Reduced PPE for switchboard maintenance and first-time energization
When energizing UL 891 Switchboards for the first time, manufacturers face a unique set of conditions and considerations, as the available AFIE can easily exceed 200 cal/cm2. NFPA 70E requires that workers wear personal protective equipment (PPE) to protect against the available incident energy. In practice, there are no viable options for PPE above 140 cal/cm2 (and even then, many project stakeholder safety policies prohibit exposure to such high levels regardless of PPE) which means that first-time energization must be performed from a great distance.
One way to do this is by energizing from the primary side of the transformer with the switchboard main closed. In most cases, however, the electric utility controls the primary side, so the owner does not have access. An alternative is to put the main overcurrent protective device in a separate switchboard from the feeder devices.
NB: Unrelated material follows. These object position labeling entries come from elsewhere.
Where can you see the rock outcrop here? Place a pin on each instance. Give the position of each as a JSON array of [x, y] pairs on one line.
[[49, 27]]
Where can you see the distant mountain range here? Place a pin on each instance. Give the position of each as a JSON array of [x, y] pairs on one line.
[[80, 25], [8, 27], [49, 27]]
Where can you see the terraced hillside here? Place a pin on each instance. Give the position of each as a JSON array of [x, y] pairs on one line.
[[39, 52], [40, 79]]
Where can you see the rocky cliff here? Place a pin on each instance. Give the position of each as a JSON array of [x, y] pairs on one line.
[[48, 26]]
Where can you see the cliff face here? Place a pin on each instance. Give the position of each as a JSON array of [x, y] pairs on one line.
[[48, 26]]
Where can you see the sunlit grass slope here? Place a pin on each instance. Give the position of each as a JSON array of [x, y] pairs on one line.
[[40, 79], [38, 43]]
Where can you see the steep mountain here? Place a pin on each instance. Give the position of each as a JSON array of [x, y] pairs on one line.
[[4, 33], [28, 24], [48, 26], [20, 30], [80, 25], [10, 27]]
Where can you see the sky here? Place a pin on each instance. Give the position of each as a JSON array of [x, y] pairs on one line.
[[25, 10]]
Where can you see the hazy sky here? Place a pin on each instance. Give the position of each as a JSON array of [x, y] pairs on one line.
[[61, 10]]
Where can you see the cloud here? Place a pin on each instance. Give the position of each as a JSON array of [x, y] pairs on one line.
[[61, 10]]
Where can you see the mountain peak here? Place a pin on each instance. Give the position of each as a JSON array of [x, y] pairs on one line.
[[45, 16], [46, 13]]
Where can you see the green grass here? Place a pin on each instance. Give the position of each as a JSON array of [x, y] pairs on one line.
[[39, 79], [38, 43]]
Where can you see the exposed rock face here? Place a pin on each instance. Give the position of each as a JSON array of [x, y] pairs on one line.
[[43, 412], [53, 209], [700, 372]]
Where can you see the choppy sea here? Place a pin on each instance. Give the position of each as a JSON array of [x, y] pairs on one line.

But this adds layers to the installation, including cabling and bussing between the two, a second pad, and a larger footprint, all of which add expense and complexity. It also leaves the separate switchboard housing the main at a high AFIE level.
The solution is ArcBlok 2500. When properly installed, ArcBlok allows switchboard equipment to be energized on the line-side with the switchboard main open, and then use the switchboard main to energize the remainder of the switchboard. And it can typically be done while wearing 40-calorie PPE, standing at the switchboard instead of the transformer.
The same PPE levels apply for tasks such as absence of voltage confirmation, infrared scans, or accessing meters and programmable logic controllers during commissioning and maintenance. ArcBlok 2500, in combination with an alternative clearing-time-reduction method such as an Energy Reduction Maintenance Settings (ERMS), as stipulated for circuit breakers above 1,200 A in section 240.87 of the NEC, may even further reduce PPE requirements for maintenance and troubleshooting.
Game-changing arc flash mitigation and risk reduction
Until now, line-side protection for UL 891 switchboards has been difficult to provide. ArcBlok 2500 changes the landscape for commercial and light industrial environments by eliminating line-side arc propagation. It simplifies the process of energizing and deenergizing equipment, makes compliance with NFPA 70E easy, and provides a cost-effective solution that protects workers.
In addition to new and existing switchboard integration, each ArcBlok can also be specified for, and installed into, new MCC orders or retrofitted as new main sections as part of a modernization project to add protection to existing Model 6 MCC equipment.
And as we noted in a previous blog, ArcBlok protects workers by extinguishing arcs before they can propagate. Barriers keep foreign objects, such as a hand, a dropped nut, or a screwdriver from entering the energized line side.